Retour

ALENA : un retrait des É.-U. aurait un profond impact sur le secteur énergétique

Un retrait des États-Unis de l'Accord de libre-échange nord-américain (ALENA) aurait des conséquences importantes pour le secteur énergétique en Alberta, selon des experts. Cette possibilité devient plus imminente pour cette industrie qui a beaucoup bénéficié de cet accord.

Depuis l’entrée en vigueur de l’ALENA en 1994, la production canadienne de pétrole a plus que doublé. L’industrie de l’énergie a été transformée au cours des 20 dernières années et l’entente a aidé à renforcer les relations commerciales entre le Canada et les États-Unis.

« L’ALENA a permis, entre autres, le développement de chaînes de production dans l’industrie pétrolière, très intégrée entre les deux pays, » explique le doyen de la Faculté d’administration de l’Université de l’Alberta, Joseph Doucet.

Selon lui, l’entente a aidé à réduire les barrières pour ces entreprises.

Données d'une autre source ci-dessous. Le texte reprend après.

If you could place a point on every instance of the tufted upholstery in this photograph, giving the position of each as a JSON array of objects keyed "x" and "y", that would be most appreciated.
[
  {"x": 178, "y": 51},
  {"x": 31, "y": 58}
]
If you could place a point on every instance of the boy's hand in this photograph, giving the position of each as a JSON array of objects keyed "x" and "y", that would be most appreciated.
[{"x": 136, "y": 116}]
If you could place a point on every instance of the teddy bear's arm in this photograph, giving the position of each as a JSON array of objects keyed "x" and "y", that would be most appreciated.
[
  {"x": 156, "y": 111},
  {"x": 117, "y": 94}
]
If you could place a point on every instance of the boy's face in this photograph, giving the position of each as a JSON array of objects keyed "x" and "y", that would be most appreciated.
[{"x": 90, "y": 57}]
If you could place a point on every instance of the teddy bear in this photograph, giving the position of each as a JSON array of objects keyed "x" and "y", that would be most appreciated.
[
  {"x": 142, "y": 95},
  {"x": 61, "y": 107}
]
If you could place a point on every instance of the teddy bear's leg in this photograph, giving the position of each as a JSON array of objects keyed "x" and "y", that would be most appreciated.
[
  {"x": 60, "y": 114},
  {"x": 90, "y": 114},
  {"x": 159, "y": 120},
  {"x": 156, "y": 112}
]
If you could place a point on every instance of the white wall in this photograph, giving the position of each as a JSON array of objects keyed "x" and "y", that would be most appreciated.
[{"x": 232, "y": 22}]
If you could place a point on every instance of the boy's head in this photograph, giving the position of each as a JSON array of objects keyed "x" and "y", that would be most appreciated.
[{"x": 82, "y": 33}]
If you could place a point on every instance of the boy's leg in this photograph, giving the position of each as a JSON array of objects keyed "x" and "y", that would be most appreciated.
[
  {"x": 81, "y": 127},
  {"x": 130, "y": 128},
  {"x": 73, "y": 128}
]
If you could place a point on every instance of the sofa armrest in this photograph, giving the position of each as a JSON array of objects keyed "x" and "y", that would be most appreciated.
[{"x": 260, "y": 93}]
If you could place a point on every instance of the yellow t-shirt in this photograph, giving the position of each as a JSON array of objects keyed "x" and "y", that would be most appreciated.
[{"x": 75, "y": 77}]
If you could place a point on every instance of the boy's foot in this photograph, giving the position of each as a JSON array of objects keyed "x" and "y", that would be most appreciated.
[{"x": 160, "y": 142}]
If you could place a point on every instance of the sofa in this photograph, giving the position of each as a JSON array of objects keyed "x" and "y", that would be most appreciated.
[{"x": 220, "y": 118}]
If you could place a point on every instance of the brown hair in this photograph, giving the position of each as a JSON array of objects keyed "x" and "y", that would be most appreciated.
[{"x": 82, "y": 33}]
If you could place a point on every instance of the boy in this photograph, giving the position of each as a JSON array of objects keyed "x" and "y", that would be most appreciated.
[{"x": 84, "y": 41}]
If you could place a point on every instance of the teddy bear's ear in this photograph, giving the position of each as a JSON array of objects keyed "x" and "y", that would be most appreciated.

C’est un avis partagé par le vice-président de l’Association canadienne des producteurs de pétrole. « La quantité d’investissements dans le secteur de l’énergie, le nombre d’emplois qui ont été créés et la prospérité qui a été générée pour tout le pays témoignent tous du succès de cet accord, » affirme Nick Schulz.

Dans le cas d’un retrait des États-Unis de l’ALENA, les exportations canadiennes continueraient vers les États-Unis, selon les deux experts. Il y aurait toutefois des répercussions sur le marché. « Nous sommes très inquiets de perdre cette certitude que l’ALENA donnait, ainsi que le soutien pour les investissements et l’intégration dans le marché, » explique Nick Schulz.

« L’incertitude fait en sorte que les entreprises hésitent beaucoup plus à investir au Canada qu’aux États-Unis, et ce, parce que le marché américain de consommation est beaucoup plus important que le marché canadien, » ajoute Joseph Doucet.

Il croit aussi que ce sont les producteurs canadiens qui pourraient avaler une hausse des coûts en raison des possibles tarifs imposés aux douanes.

La sixième ronde de renégociation se tiendra à Montréal du 23 au 27 janvier.